Klinisyenin İyilik Halinin Anlatımları
Yazar: Tanju Taşyürek Bursa’da doğsa da kökleri Ege’ye dayanır. Bornova Anadolu Lisesi ve Ege Tıp mezunudur. Askerliğini Kara Harp Okulu revirinde yaptıktan sonra Ankara’da kalmıştır. Ana Çocuk Sağlığı Aile Planlaması Genel Müdürlüğü’nde çalıştığı yıllar siyasete, devlete ve tababete bakışında köklü değişiklikler yaratmıştır. Ankara 112’de başladığı acil serüvenini uçak ambulans ile göklere taşıdıktan sonra, İstanbul’a acil tıp uzmanlığı için iniş yapmış, Marmara Üniversitesi’nde uzmanlık eğitimini tamamlamıştır. Tarihte medeniyetlerin izlerini kovalamayı, Platon’un Akademia’lısını, Roma’nın Sezar’lısını, zeybeğin Aydın’lısını, tarihin İlber’lisini sever. Soyadınız gibi değilsiniz diyenleri tebessümle seyreder.
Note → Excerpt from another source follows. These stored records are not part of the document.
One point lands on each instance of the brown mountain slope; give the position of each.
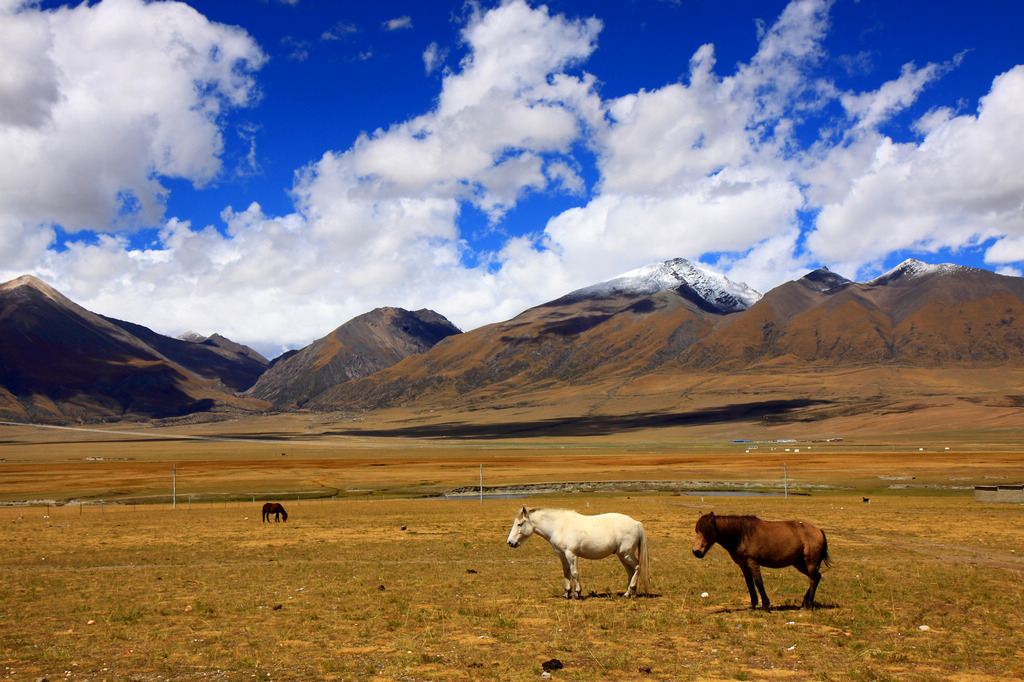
(236, 366)
(929, 316)
(568, 342)
(359, 347)
(59, 361)
(634, 353)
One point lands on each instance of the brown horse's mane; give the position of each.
(728, 529)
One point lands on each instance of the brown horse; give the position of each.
(753, 543)
(275, 509)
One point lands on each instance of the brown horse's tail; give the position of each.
(644, 566)
(825, 559)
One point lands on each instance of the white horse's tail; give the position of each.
(644, 567)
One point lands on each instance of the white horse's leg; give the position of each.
(566, 574)
(632, 565)
(574, 571)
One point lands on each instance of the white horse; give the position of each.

Yirmi yıl kadar önce yeni milenyuma hazırlanılırken sağlık alanında dönüşüm hedefleri içerisinde hastaların daha iyi bir hizmet alabilmeleri için yeni kurumlar ve kurallar dizisi inşa ediliyordu. Öncesinde uzun yıllar hazırlık çalışmaları yürütülen bu dönüşümün esas fikir merkezi Amerika Birleşik Devletleri idi. “Hiçbir ülke, hatta Amerika bile, sağlık harcamalarında bu yükü kaldıracak kadar zengin değildir” söylemiyle yürütülen çalışmaların merkezinde hizmet sunan ile hizmet alanın arasına hizmeti finanse eden bir kuruluş, SGK yerleşiyordu. Maliyetin ön plana çıkmaya başladığı bu yeni ufukta olması istenen etkiler için stratejiler geliştirilirken, bu etkilerin öngörülemeyen başka sonuçları henüz pratikte gün yüzüne çıkmamıştı.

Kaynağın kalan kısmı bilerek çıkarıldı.